The cavalry attacked the non-treaty bands at the Battle of White Bird Canyon and was routed. The non-treaty Nez Percé crossed to the south of the Salmon, and the US Army gave chase, beginning a three-and-a-half month, 1300-mile odyssey across Idaho, Montana, through the newly established Yellowstone National Park, and north toward Queen Victoria’s Land before a second US Army, dispatched from the Dakota Territory, captured them forty miles south of the Canadian border, where Sitting Bull was safely out of the jurisdiction of the American troops.

Joseph had opposed fighting and had tried to make peace, even after the initial violence. Nevertheless, he and Ollokot quickly realized that to the whites, all non-treaty Nez Percé were the enemy. Joseph and his brother joined with the other non-treaty bands; Ollokot led the Wallawa warriors; Joseph managed the noncombatants during the grueling retreat across the Rockies into “Buffalo Country.”

After the War, white historians dubbed Chief Joseph the “Red Napoleon.” West Point cadets studied Joseph’s brilliant strategies. No one bothered to consult the Nez Percé for their accounts of the war until a rancher, L.V. McWorther, befriended some old Nez Percé who had been young warriors during the 1877 war. He was so moved by their stories and the great injustice suffered by the non-treaty Nez Percé, that he compiled boxes of papers, much of it notes of interviews with the old warriors. He published a book Yellow Wolf Remembers, a pre-tape recorder oral history of the war as seen through the eyes of one warrior. At his death, McWorther had not completed his great history of the Nez Percé people, Hear Me My Chiefs. Eventually, an editor completed it.

Hear Me My Chiefs tells the Nez Percé story of the war, including the fact that Joseph was a peace chief during the war, not a brilliant strategist. He led the non-combatants, the women, the children, and the aged throughout the long retreat. Vernon’s great-grandfather, Ollokot, was killed on the first day of fighting in the final battle, at the Bear’s Paw Mountain on October 1, 1877. His daughter, Vernon’s Grandmother, survived.

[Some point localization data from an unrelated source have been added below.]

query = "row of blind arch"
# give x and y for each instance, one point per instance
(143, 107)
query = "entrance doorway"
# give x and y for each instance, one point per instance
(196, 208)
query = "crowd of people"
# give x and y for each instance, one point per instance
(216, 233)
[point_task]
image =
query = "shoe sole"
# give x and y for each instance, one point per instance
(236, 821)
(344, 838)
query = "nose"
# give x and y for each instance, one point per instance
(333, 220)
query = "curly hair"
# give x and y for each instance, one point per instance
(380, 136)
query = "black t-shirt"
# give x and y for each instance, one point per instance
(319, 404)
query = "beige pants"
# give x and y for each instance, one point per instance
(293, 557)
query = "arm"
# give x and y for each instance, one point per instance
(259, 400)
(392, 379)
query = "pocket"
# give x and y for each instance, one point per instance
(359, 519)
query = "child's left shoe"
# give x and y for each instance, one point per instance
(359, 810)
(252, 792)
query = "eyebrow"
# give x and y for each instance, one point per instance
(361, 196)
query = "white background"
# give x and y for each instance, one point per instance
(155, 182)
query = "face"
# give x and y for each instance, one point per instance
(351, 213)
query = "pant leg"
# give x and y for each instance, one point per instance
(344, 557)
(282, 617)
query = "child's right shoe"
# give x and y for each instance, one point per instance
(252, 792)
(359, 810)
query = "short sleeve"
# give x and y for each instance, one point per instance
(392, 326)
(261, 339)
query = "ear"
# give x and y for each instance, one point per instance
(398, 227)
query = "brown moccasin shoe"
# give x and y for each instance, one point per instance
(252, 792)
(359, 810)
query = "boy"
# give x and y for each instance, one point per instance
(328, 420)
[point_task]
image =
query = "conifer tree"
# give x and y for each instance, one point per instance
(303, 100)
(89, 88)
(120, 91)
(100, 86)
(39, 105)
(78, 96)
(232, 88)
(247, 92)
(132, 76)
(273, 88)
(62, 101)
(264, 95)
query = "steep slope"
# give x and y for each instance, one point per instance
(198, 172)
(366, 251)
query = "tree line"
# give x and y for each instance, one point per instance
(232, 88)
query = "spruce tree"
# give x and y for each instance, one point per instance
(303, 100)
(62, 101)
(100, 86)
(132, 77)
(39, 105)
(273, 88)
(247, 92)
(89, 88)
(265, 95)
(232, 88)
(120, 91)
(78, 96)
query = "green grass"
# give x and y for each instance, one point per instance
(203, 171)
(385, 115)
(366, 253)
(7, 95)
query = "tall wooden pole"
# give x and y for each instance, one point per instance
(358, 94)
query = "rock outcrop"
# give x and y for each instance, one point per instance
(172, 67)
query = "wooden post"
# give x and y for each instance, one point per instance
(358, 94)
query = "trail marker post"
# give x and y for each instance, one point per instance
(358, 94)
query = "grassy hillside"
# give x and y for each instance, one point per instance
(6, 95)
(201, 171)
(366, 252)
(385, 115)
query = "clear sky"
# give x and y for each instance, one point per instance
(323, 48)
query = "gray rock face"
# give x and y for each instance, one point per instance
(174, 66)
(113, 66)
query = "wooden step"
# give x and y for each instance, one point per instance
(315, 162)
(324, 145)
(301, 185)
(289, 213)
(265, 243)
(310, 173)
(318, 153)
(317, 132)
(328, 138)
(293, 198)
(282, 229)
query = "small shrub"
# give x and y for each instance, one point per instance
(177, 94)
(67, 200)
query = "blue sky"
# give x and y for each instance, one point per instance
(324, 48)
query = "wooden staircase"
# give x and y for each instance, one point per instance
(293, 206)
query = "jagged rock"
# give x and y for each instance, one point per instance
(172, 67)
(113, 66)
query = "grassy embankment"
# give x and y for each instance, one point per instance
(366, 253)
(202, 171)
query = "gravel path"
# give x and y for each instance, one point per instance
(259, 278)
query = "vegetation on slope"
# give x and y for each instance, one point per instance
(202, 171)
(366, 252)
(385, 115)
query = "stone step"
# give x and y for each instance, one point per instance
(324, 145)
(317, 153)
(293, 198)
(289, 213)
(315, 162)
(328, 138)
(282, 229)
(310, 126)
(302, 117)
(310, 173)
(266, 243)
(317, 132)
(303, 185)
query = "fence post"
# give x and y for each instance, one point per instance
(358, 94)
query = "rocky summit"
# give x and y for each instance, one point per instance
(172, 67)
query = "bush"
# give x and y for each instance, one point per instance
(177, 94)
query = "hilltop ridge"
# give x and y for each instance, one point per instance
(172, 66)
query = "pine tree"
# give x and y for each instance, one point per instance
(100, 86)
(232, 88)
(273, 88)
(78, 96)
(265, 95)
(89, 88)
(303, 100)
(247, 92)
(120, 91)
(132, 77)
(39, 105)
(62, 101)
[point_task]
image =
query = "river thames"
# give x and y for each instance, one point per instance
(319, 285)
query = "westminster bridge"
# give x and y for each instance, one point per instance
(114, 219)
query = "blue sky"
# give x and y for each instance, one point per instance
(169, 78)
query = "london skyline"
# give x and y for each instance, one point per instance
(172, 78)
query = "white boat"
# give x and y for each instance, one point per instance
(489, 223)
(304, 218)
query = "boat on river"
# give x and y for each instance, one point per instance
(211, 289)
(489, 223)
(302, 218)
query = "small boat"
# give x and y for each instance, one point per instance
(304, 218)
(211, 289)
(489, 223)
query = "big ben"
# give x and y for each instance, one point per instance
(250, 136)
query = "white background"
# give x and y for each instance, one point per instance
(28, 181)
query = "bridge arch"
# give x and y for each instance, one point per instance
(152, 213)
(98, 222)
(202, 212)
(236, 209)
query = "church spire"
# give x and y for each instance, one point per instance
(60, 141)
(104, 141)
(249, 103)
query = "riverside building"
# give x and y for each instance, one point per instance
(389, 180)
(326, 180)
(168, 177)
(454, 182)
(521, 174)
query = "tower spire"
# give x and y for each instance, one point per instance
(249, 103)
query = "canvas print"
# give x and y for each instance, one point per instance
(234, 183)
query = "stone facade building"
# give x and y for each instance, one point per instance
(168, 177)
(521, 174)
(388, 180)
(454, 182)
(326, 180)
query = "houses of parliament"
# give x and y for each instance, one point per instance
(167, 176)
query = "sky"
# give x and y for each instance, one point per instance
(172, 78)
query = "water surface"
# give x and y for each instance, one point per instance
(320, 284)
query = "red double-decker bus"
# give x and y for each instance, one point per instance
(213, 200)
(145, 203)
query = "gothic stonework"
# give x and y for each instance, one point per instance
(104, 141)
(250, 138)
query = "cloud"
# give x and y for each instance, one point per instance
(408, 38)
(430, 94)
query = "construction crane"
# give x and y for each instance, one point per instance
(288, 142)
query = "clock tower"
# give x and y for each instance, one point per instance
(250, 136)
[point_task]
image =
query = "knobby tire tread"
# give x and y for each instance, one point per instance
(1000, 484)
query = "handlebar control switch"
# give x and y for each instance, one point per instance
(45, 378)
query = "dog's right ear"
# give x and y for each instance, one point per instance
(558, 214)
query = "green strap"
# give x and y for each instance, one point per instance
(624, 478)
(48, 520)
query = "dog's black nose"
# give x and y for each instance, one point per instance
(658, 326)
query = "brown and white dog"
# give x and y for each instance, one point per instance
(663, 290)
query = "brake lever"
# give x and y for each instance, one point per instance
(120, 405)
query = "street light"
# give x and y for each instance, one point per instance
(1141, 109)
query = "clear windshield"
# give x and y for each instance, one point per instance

For years I had been moved by this tragic story and by the paradoxical situation of the Nez Percé. To save their freedom, they fled even farther from their homeland—from the place that defined their culture and nurtured their freedom and peace of mind. The Nez Percé War was an American Tragedy in need of an Aeschylus, Sophocles, and Euripides.

On my first visit to the lands of the Nez Percé, I met Vernon at the Nez Percé National Park Headquarters in Lapwai where he was working as a cultural interpreter. I was fascinated by his stories. After some time, he said, “I’m off Monday. Would you like to drive down to the Wallowas?” You bet I would. A year later, I returned, and Vernon cheerfully agreed to take me back to the Wallowas.

Our campsite on the Snake River was near the site where Joseph, Ollokot, and the Wallowa band departed their homeland for the final time. Although the Snake was swollen and the current was powerful, they managed to move all members of their band and some of the horses and cattle safely across the river.

As Vernon and I sat by the campfire, we spoke softly of Ollokot, Joseph, the logistics of transporting all the possessions of a non-agricultural culture across this powerful river during the spring flood season. We spoke of the injustice and the tragic fate of those who fought. There were long silences. The fire was dying down. And then we heard the horses; no whinnying, just hoof beats. Many more than one horse. It sounded as if they were emerging from the river, coming up onto the riverbank, milling around, waiting for the others. And then we heard them trot off into the silent night.

“What was that?”

“You heard it too?”

Silence.

We went to sleep.

In the morning, we walked along the riverbank, but found not one hoof print of the horses that had returned to the Wallowas.